The FDA recently approved a new PEN form of diabetes injection Bydureon (exenatide), which is gaining popularity and causing mix-ups at the pharmacy.

The existing Bydureon vial and the new pen contain the same medication, but the two forms are not interchangeable—your pharmacist will need to fill the form your doctor has prescribed.

What is Bydureon?
Bydureon is a non-insulin injection used for the treatment of type 2 diabetes, along with proper diet and exercise. It is a GLP-1 receptor agonist that helps your pancreas release insulin only when needed and signals to your brain when you are full, which can decrease the amount of food you eat.

Are there any other medications similar to Bydureon?

Yes. Byetta (exenatide) has the same active ingredient as Bydureon, but it is regular release rather than extended-release. This means Byetta requires twice-daily injections while Bydureon is used once weekly. Byetta is available in a 5 mcg and 10 mcg pen only. Since Bydureon is used only once per week, it tends to be better for compliance; patients are more likely to continue to take it as prescribed.

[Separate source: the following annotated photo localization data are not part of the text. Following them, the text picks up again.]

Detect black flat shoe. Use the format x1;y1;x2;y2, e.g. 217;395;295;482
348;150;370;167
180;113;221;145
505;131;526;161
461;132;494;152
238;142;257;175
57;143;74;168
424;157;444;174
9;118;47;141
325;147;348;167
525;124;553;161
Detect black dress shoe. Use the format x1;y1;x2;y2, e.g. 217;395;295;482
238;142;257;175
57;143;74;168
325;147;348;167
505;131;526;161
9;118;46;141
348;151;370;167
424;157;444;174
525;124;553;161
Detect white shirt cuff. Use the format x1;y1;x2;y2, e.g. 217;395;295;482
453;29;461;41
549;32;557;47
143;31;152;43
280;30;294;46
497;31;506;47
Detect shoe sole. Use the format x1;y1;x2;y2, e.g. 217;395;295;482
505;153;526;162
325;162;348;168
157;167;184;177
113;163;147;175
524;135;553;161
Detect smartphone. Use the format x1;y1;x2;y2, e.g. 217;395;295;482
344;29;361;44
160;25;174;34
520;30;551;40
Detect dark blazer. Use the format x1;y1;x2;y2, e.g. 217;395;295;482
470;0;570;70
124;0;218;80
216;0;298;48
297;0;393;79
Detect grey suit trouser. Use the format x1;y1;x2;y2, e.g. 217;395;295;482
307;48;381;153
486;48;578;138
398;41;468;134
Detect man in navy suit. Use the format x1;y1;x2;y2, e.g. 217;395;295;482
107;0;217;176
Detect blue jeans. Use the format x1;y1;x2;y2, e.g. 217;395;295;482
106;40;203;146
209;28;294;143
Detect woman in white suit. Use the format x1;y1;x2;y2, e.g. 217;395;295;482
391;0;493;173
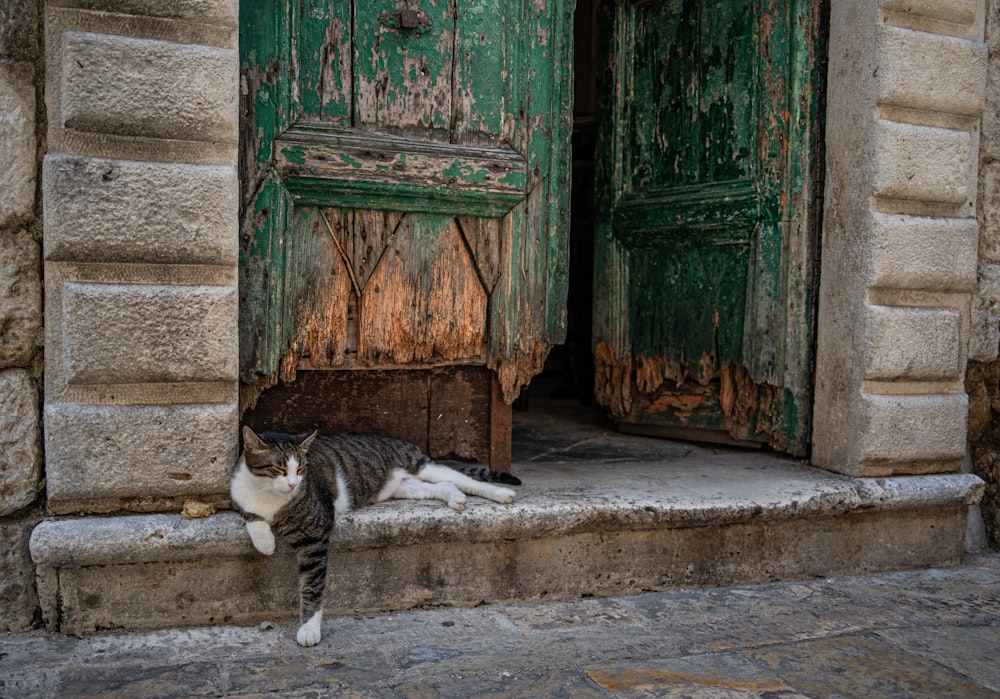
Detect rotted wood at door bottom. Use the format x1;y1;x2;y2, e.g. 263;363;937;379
241;366;512;472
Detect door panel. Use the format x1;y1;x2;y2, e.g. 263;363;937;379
239;0;573;461
593;0;824;454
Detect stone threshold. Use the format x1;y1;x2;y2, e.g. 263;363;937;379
28;452;986;634
31;456;985;567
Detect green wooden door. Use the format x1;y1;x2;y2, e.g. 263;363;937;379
239;1;573;456
593;0;824;454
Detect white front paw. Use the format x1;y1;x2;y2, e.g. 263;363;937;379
495;487;516;504
448;492;468;512
296;611;323;646
246;520;276;556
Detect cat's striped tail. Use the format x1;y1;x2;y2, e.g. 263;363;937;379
447;463;522;486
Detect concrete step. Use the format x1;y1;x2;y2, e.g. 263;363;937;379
29;448;984;635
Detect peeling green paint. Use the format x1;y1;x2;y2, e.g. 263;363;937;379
593;0;825;455
240;0;574;404
338;153;363;168
442;160;490;184
499;170;527;189
281;146;306;165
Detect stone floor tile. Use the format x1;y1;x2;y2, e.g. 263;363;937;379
875;625;1000;692
741;633;1000;698
395;669;607;698
223;652;392;695
586;653;809;698
627;582;900;652
56;660;224;699
502;597;645;631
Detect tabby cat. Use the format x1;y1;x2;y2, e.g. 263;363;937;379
230;426;521;646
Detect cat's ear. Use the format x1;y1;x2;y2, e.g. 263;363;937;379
242;426;267;453
298;429;319;452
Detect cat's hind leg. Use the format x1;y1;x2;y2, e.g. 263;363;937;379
416;463;516;505
377;468;468;512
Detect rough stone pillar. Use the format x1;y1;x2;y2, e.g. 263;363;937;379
813;0;988;476
0;0;44;631
967;0;1000;547
41;1;240;514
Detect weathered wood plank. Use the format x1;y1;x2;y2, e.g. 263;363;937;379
239;171;295;384
488;371;512;472
280;208;353;373
244;367;497;463
429;366;493;461
275;122;528;214
452;0;506;143
243;369;433;452
457;216;502;292
487;0;574;403
350;209;401;290
359;214;487;364
354;0;455;139
320;0;353;119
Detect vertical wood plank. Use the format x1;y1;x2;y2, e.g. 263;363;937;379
290;208;353;370
429;366;492;461
457;216;502;292
360;214;487;364
320;0;353;119
353;0;455;138
489;370;512;472
452;0;506;143
351;209;402;289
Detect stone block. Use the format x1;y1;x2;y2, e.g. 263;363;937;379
0;0;38;60
0;369;42;517
44;402;237;507
58;0;237;26
0;236;41;368
980;56;1000;162
873;119;972;205
43;155;237;265
0;518;39;632
864;305;962;381
978;160;1000;262
0;61;37;224
881;0;978;27
878;26;986;116
60;282;238;385
858;392;968;469
969;263;1000;362
59;31;237;143
868;213;978;291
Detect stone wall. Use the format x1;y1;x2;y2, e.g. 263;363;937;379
41;0;240;517
813;0;987;477
969;0;1000;549
0;0;44;630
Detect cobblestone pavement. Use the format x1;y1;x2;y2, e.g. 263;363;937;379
2;553;999;698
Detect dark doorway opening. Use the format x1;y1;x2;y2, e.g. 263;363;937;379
511;0;605;453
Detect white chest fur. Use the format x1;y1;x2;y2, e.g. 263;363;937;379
230;457;294;522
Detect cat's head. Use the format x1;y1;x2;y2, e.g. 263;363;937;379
241;426;318;495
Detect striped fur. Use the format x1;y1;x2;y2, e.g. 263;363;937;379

How is Bydureon available?
Bydureon is now available in a vial and a pen. Both the vial and the pen contain the same amount of medication, 2 mg of exenatide.

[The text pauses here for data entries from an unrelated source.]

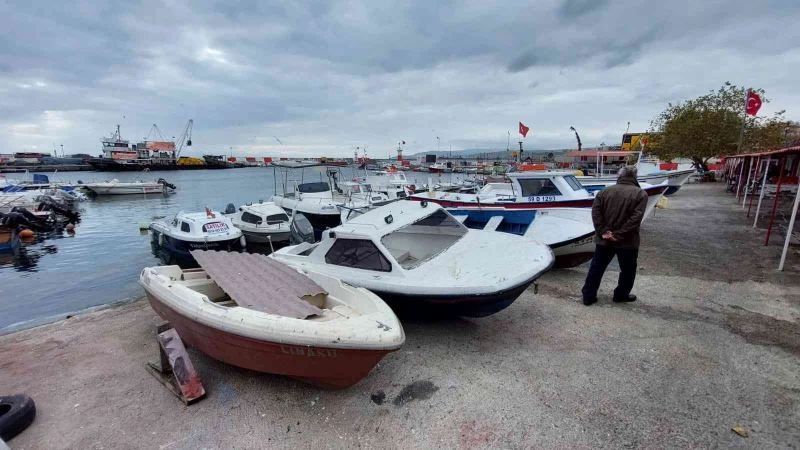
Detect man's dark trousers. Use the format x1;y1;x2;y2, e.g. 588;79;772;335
581;245;638;300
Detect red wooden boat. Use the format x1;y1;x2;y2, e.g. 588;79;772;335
139;251;404;389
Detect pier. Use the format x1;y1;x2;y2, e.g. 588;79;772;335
0;182;797;447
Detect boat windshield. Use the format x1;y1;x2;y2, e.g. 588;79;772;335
380;209;467;270
297;182;330;193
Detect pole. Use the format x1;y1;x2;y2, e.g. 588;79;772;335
747;157;761;217
742;156;754;207
778;182;800;271
735;157;745;198
736;90;748;154
754;158;770;227
765;157;786;245
506;131;510;151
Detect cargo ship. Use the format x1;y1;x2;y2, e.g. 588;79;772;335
87;121;219;171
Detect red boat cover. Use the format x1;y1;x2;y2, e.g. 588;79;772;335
190;250;325;319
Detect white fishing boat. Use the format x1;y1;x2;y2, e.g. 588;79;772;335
149;209;244;266
576;172;669;194
364;170;417;199
410;172;668;219
224;202;292;244
270;164;374;237
447;207;596;268
79;177;176;195
139;251;404;389
270;201;554;318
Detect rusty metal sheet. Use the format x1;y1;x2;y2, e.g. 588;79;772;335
190;250;324;319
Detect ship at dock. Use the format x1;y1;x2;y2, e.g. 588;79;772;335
87;121;219;172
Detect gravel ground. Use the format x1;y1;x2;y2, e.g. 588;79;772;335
1;183;798;449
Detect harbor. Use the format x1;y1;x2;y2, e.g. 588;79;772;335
4;1;800;447
1;182;798;448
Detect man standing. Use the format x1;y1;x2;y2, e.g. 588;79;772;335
582;166;648;306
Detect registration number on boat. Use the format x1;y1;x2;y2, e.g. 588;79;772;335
527;195;556;202
203;222;228;233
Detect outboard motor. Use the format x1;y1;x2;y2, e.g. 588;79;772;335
157;178;177;190
37;197;80;224
289;213;315;245
224;203;236;215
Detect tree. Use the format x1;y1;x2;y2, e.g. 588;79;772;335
647;82;787;170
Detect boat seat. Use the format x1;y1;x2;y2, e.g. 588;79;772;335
387;247;411;262
484;216;504;232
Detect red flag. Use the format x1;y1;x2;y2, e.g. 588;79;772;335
519;122;530;138
745;90;762;116
205;207;215;218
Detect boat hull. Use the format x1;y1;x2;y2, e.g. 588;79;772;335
664;170;694;196
145;295;392;389
83;185;167;195
240;229;291;244
550;232;595;268
370;275;541;318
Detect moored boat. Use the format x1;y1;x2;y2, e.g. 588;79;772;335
139;251;404;388
225;202;291;244
149;209;244;267
271;201;554;317
410;171;667;219
79;178;176;195
447;207;596;268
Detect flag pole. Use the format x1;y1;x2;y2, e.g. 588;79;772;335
736;89;749;154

Are there any advantages to sticking with the Bydureon vial?

The vial may be the best option for you if you are familiar with drawing up insulin from a vial into a syringe then injecting it.

Keep in mind though: unlike an insulin vial which is just drawn into a syringe then injected, the Bydureon vial requires some additional steps.

For more information on how to prepare a vial of Bydureon for injection see the instructions for use. The Bydureon website also has videos on how to use the vial (as well as the pen).

What are the advantages to using the new pen?

The pen requires less dexterity than the vial—some patients may find it difficult to draw the medication from the vial into a syringe and then inject it. This process can be tedious since, as mentioned above, the Bydureon vial requires a more elaborate process than just drawing the medication into a syringe.

The Bydureon pen is also easier to use and may be less trouble than the vial. The pen is a pre-filled, single-use injector which means you won’t need to manually mix the medication.

Is there a difference in cost between the two forms?

Not in most cases, though you should always shop around or check with your insurance beforehand to be sure. Four pens or four vials both cost about $450 – $550 if you’re paying cash or have a discount.